Langsung ke konten

Para murid Saksi yang sebelumnya tidak bisa menerima rapor karena menolak membayar pajak gereja

9 JUNI 2016
RWANDA

Rwanda Bertindak untuk Menghapus Diskriminasi Agama di Sekolah

Rwanda Bertindak untuk Menghapus Diskriminasi Agama di Sekolah

Pemerintah Rwanda telah mengambil tindakan untuk menghapus diskriminasi agama di sekolah dengan mengeluarkan perintah yang menyatakan bahwa kepercayaan para murid harus direspek. Ini adalah berita gembira bagi para murid yang menolak untuk mengikuti kegiatan tertentu di sekolah karena alasan hati nurani.

Di Rwanda, kebanyakan sekolah disubsidi oleh pemerintah tapi dikelola oleh organisasi agama. Siapa saja bisa mendaftar ke sekolah-sekolah ini, sehingga agama para murid di sekolah ini beragam. Namun, beberapa pengurus sekolah memaksa para murid mengikuti kegiatan keagamaan atau kenegaraan dan membayar pajak gereja. Para pengurus itu menghukum murid-murid, yang karena kepercayaan mereka, tidak mau mengikuti kegiatan itu. Seorang menteri yang mengurus pendidikan dasar dan menengah memberikan komentar tentang sikap yang umum di antara para pengurus sekolah. Dia berkata, ”Para murid tidak boleh melakukan ibadah yang bertentangan dengan kepercayaan kami.”

Keputusan Pemerintah Menjunjung Kebebasan Berhati Nurani

Pemerintah turun tangan untuk memperbaiki masalah ini. Mereka mengeluarkan perintah eksekutif yang berisi peraturan baru yang bertujuan menghapus diskriminasi agama di sekolah.
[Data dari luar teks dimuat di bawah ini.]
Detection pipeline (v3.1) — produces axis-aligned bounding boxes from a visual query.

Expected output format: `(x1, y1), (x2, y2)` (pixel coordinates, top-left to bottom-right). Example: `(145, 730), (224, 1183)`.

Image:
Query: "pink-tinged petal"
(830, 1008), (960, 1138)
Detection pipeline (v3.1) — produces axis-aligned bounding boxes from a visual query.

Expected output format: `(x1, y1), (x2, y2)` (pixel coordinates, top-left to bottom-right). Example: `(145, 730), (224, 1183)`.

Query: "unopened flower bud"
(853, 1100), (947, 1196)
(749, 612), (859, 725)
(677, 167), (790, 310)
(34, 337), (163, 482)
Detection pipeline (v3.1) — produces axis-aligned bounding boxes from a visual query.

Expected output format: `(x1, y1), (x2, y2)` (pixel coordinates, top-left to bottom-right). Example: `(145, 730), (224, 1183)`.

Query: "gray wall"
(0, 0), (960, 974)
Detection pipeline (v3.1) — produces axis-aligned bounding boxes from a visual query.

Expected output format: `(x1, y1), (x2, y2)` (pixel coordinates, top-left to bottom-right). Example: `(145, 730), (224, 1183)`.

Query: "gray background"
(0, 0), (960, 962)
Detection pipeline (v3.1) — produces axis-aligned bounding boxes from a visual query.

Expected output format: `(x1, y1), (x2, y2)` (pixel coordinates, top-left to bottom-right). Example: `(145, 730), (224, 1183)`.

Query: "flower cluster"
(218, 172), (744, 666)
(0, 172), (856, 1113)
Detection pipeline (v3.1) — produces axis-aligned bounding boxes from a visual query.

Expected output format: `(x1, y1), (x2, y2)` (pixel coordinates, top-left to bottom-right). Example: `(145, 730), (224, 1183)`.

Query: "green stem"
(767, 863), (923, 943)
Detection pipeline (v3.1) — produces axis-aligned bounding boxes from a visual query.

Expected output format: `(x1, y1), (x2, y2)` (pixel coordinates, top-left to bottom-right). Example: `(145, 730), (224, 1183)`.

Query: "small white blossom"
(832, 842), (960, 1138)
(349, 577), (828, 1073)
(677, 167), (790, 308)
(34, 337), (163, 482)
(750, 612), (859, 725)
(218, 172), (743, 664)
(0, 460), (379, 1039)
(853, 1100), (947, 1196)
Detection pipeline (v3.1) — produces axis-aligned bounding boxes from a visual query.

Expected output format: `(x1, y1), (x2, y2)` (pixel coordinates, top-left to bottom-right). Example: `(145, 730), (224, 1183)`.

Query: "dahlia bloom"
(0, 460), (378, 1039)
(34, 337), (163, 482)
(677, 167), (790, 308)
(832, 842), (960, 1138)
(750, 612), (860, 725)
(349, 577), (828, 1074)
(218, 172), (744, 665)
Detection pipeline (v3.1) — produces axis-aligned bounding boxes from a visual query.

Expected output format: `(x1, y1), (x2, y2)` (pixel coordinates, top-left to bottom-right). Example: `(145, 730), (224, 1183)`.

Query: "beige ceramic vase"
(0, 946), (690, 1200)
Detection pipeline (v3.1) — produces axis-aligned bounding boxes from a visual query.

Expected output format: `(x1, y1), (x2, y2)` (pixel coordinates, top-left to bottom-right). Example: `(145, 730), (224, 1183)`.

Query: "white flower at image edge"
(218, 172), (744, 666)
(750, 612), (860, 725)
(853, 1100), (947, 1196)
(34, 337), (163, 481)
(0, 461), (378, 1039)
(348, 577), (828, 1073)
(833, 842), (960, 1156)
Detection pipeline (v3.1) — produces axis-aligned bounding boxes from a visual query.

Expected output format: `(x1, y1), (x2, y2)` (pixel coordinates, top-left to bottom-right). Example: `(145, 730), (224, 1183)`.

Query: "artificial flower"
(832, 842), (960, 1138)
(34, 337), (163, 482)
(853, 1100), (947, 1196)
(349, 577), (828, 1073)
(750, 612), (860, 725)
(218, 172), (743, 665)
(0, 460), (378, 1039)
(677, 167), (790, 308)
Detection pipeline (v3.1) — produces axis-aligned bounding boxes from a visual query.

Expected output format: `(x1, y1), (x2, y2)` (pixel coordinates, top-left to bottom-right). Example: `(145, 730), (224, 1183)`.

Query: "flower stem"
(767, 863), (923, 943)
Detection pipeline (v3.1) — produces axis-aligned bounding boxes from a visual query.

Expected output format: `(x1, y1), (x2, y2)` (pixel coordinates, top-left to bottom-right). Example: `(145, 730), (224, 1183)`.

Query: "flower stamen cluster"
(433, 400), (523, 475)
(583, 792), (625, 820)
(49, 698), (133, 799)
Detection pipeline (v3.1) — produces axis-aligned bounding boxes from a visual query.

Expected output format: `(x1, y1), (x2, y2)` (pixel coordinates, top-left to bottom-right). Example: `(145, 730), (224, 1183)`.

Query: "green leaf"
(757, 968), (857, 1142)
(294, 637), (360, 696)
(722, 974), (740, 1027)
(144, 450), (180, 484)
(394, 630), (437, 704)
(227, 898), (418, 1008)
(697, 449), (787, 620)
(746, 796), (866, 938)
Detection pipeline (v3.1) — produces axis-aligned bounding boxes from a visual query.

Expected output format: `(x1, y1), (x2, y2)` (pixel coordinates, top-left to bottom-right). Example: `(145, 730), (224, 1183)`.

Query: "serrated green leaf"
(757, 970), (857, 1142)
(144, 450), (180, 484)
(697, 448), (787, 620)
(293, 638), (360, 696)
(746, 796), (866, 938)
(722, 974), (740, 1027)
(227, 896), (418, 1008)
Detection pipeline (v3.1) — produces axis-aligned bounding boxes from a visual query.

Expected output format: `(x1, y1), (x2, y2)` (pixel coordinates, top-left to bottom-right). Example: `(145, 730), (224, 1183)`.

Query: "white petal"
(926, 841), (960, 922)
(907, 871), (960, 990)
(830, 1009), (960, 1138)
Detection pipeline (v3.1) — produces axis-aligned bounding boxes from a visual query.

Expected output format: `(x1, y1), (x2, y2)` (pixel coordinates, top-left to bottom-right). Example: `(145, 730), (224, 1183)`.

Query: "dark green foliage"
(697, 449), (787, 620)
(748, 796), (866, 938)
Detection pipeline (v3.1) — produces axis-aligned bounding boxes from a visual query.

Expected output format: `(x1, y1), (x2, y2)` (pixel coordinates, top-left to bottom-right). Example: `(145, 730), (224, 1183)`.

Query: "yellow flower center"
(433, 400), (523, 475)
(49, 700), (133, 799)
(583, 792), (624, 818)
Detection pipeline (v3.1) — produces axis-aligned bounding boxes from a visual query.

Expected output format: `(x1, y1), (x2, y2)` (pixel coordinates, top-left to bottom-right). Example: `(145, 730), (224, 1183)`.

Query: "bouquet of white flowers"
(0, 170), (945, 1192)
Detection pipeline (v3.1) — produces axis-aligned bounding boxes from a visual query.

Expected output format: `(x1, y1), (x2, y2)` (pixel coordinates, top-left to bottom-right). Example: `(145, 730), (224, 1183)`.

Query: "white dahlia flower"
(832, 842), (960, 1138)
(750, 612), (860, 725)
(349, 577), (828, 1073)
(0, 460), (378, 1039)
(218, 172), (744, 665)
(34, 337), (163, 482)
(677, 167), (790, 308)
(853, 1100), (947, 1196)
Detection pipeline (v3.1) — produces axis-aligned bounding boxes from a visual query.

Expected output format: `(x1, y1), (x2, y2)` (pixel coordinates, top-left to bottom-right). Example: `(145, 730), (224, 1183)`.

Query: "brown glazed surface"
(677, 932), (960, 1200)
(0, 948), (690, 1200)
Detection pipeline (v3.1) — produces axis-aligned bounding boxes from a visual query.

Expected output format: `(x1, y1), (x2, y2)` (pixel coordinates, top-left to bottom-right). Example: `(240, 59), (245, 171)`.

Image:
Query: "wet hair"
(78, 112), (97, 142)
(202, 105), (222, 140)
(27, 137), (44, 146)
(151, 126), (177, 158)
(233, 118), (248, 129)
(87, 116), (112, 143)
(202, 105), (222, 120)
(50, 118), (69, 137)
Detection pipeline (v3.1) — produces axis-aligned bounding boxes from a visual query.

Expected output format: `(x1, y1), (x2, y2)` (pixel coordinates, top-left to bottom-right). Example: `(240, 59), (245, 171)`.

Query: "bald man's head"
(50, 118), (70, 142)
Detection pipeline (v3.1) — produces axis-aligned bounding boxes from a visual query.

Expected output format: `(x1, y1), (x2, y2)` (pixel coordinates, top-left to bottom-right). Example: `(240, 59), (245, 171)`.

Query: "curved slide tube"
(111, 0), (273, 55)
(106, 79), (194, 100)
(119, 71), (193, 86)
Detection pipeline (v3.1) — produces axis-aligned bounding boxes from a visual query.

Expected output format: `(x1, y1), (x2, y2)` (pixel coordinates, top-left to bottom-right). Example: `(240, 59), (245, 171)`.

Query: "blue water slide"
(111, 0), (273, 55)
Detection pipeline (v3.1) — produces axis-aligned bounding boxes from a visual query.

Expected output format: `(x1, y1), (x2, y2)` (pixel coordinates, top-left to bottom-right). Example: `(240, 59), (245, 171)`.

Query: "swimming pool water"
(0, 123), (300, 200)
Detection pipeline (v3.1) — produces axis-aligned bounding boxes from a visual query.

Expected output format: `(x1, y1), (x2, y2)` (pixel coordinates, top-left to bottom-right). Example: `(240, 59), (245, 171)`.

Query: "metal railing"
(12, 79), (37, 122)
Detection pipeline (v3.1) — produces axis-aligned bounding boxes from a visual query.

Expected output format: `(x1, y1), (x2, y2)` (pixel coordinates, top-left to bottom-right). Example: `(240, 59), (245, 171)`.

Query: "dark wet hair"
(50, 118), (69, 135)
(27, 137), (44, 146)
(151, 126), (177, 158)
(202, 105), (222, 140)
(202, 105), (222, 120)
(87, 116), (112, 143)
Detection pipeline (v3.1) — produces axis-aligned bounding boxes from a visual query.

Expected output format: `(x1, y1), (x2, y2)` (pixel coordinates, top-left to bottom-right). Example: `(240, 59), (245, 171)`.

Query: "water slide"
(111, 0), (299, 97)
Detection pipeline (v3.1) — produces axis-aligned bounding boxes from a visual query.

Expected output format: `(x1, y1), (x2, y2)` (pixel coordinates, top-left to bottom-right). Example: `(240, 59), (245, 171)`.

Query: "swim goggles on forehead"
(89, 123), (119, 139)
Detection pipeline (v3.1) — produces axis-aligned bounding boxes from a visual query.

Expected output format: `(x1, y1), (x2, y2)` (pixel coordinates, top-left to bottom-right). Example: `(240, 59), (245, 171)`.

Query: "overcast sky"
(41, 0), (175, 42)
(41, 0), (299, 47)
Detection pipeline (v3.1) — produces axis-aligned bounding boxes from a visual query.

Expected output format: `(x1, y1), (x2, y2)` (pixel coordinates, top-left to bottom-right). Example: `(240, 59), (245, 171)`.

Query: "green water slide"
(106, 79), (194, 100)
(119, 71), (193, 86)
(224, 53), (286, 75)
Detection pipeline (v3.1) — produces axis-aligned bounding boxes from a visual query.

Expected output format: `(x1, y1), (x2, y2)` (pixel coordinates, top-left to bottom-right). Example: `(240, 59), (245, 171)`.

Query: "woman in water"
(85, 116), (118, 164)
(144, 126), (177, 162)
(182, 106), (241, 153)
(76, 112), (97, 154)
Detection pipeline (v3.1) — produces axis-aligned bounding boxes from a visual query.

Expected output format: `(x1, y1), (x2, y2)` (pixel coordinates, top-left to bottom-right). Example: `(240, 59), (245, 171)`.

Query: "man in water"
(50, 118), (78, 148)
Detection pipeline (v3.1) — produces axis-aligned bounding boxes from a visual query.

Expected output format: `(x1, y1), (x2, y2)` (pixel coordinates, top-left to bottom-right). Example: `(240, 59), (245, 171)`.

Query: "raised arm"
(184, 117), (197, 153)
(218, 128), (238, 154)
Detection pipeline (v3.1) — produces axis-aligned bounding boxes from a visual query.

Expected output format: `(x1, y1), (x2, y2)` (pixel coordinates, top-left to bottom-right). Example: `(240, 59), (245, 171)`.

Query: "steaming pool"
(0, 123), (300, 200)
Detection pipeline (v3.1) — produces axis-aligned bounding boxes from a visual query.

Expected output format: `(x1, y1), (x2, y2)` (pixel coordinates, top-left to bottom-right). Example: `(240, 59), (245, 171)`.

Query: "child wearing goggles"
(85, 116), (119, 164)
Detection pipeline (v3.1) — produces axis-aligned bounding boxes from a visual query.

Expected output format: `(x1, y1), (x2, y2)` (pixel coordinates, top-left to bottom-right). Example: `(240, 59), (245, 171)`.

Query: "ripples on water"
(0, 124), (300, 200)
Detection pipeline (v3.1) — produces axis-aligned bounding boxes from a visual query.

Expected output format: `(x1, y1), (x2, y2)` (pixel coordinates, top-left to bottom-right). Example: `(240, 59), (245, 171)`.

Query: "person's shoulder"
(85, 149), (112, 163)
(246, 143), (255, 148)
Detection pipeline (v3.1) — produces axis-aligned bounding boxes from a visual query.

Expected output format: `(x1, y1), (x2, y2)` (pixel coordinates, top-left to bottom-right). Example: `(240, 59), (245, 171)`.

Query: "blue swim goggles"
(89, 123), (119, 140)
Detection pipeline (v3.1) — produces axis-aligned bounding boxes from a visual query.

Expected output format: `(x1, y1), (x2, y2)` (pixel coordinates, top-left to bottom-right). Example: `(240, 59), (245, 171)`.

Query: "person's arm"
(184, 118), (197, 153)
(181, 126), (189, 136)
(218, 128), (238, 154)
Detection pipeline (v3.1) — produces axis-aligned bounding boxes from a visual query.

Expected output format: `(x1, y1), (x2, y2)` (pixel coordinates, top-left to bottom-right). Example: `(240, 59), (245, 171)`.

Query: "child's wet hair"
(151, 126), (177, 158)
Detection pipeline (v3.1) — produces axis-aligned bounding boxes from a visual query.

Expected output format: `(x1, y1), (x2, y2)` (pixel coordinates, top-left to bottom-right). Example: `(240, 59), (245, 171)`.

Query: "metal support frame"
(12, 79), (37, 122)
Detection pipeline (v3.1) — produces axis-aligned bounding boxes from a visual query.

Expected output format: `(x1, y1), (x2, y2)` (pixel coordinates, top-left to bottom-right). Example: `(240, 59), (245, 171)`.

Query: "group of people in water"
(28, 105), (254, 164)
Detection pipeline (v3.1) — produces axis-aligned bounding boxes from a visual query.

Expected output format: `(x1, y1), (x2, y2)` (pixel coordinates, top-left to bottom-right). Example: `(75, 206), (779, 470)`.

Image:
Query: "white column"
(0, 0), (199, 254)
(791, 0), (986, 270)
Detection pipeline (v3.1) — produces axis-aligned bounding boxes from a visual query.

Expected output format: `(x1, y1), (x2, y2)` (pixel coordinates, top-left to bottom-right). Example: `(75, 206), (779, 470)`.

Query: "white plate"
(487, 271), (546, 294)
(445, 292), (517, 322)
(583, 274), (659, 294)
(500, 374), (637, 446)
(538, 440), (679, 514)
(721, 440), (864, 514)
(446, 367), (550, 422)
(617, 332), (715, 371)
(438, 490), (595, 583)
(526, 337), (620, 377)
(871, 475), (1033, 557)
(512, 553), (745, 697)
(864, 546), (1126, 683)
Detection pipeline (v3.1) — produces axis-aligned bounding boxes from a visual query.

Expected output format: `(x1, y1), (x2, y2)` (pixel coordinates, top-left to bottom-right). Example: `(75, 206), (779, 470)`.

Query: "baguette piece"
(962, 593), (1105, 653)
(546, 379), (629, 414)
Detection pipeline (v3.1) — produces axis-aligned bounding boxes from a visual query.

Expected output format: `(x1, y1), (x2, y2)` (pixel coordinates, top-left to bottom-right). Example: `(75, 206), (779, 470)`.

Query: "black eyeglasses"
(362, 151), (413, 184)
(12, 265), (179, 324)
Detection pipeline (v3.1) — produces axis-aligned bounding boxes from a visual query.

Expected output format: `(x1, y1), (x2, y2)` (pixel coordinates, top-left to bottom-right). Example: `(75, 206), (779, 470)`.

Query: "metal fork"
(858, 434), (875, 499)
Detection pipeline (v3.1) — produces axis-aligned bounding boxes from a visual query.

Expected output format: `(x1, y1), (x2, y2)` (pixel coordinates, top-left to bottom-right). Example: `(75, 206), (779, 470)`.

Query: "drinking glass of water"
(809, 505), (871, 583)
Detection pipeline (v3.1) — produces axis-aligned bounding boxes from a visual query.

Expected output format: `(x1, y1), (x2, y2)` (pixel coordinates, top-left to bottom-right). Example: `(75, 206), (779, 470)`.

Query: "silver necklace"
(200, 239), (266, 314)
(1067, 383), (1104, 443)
Pasal 12 dari Perintah No. 290/03, yang diterbitkan di Official Gazette pada 14 Desember 2015, menyatakan bahwa semua sekolah harus merespek kebebasan beribadah para murid dan mengizinkan mereka untuk berdoa sesuai agama mereka, jika agama atau gereja mereka diakui secara resmi dan jika hal itu tidak akan mengganggu kegiatan belajar-mengajar di sekolah.

Setiap sekolah harus merespek kebebasan beribadah para muridnya.—Perintah No. 290/03, Pasal 12

Tindakan pemerintah ini mendukung keputusan Pengadilan Menengah Karongi, yang menangani kasus beberapa murid Saksi yang dikeluarkan dari sekolah pada bulan Mei 2014. Para pengurus sekolah itu tidak menghargai keputusan para murid yang tidak mau mengikuti upacara keagamaan yang diadakan oleh sekolah. Pengadilan menghapus semua gugatan terhadap para murid, dan mereka pun bisa kembali bersekolah.

Dalam kasus lain, kepala sekolah di Distrik Ngororero tidak mau memberikan rapor kepada 30 murid yang menolak membayar pajak gereja (bukan termasuk uang sekolah). Sewaktu orang tua para murid itu mengajukan keluhan kepada direktur yang mengawasi pendidikan di distrik itu, sang kepala sekolah akhirnya memberikan rapor kepada semua murid itu pada akhir tahun ajaran.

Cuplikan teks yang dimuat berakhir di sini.